A norma dell’art 2051 c.c., ciascuno è responsabile del danno cagionato dalle cose che ha in custodia, salvo che provi il caso fortuito.
Detta norma configura, quindi, una ipotesi di responsabilità oggettiva, a carico di colui che si qualifichi quale custode della res, dalla quale è scaturito il danno.
Il nucleo essenziale della fattispecie costituiva di cui alla norma in oggetto è, quindi, rappresentato dalle nozioni di cosa e di custode, essendo i concetti di causalità e di danno comuni a tutte le ipotesi di responsabilità da fatto illecito.
Presupposto dell’ imputazione degli effetti dannosi a norma dell’art. 2051 c.c. è, dunque, innanzitutto che il danno sia stato prodotto “dalla cosa”, e non con la cosa, o perché la medesima sia suscettibile, per la sua intrinseca natura, di produrlo o perché in essa siano insorti agenti dannosi, anche se provocati da elementi provenienti dall’esterno.
In secondo luogo, tra la cosa ed il responsabile deve ovviamente sussistere un rapporto di custodia, che non si identifica con una forma di custodia intesa nel senso contrattuale del termine, bensì in un effettivo potere fisico, che implica il governo e l’uso della cosa ed a cui sono riconducibili l’esigenza e l’onere della vigilanza affinché dalla cosa stessa, per sua natura o per particolari contingenze, non derivi danno ad altri (Cass. 18-2-2000, n. 1859).
Ne consegue, pertanto, che custode della cosa può essere non solo il proprietario del bene, ,ma anche il semplice possessore, o addirittura il detentore, interessato o autonomo che sia.

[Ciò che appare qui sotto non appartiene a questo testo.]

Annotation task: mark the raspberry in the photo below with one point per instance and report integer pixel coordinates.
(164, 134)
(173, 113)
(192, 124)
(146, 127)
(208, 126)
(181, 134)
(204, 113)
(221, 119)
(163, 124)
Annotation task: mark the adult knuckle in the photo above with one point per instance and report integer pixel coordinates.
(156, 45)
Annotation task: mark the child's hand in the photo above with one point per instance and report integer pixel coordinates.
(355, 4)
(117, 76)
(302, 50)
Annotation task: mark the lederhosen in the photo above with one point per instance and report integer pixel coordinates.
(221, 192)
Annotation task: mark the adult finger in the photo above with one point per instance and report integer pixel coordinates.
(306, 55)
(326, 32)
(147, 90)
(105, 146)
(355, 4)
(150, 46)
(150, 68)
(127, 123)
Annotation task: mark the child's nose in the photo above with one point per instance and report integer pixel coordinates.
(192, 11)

Custode, ad esempio, può essere anche l’imprenditore, rispetto alle cose con cui svolge la sia attività, anche se affidate ai suoi dipendenti. Secondo la giurisprudenza, infatti, deve considerarsi custode sia chi controlla direttamente la cosa, sia chi si avvale di altri per tale controllo.
Come accennato in precedenza, l’art. 2051 c.c. pone a carico del custode della res una presunzione di responsabilità, dalla quale egli può liberarsi esclusivamente provando il caso fortuito, ossia un avvenimento che sia stato idoneo ad interrompere ed escludere il nesso di causalità tra la condotta del soggetto e l’evento dannoso e comprensivo, secondo la giurisprudenza anche del fatto del terzo e della colpa dello stesso danneggiato, cioè di un atto dotato di impulso causale autonomo ed avente carattere di inevitabilità (Cass. 15 – 5 – 97, n. 4196).

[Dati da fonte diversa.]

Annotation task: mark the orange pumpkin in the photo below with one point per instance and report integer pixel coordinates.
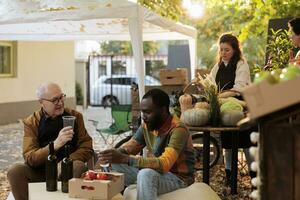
(203, 105)
(186, 102)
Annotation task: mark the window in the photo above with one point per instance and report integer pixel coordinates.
(7, 59)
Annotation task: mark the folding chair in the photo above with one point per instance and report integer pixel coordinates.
(122, 119)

Riepilogando, la responsabilità per danni cagionati da cosa in custodia ha , quindi, fondamento:
? nell’essersi il danno verificato nell’ambito del dinamismo connaturato dalla cosa o dallo sviluppo di un agente dannoso sorto nella cosa;
? nell’esistenza di un effettivo potere sulla cosa fisico del soggetto sulla cosa, al quale inerisce il dovere di custodire la cosa stessa, cioè di vigilarla e di mantenerne il controllo, in modo da impedire che produca danni a terzi.
Qualora sussistano entrambi gli elementi, la norma di cui all’art. 2051 c.c. pone, quindi, a carico del custode una presunzione iuris tantum di colpa, che può essere vinta soltanto dalla prova che il danno è derivato esclusivamente dal caso fortuito, inteso nel senso più ampio, comprensivo del fatto del terzo e della colpa del danneggiato (Cass. 25-11-88, n. 6340).

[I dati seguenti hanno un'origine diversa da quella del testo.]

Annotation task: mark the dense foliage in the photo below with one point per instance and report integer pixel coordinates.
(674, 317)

Pertanto, mentre graverà sul danneggiato l’onere di fornire prova il nesso eziologico tra la cosa in custodia e il danno – ossia di dimostrare che l’evento si è prodotto come conseguenza normale della particolare condizione potenzialmente pericolosa del bene- sarà onere del custode indicare e provare la causa del danno estranea alla sua sfera di azione.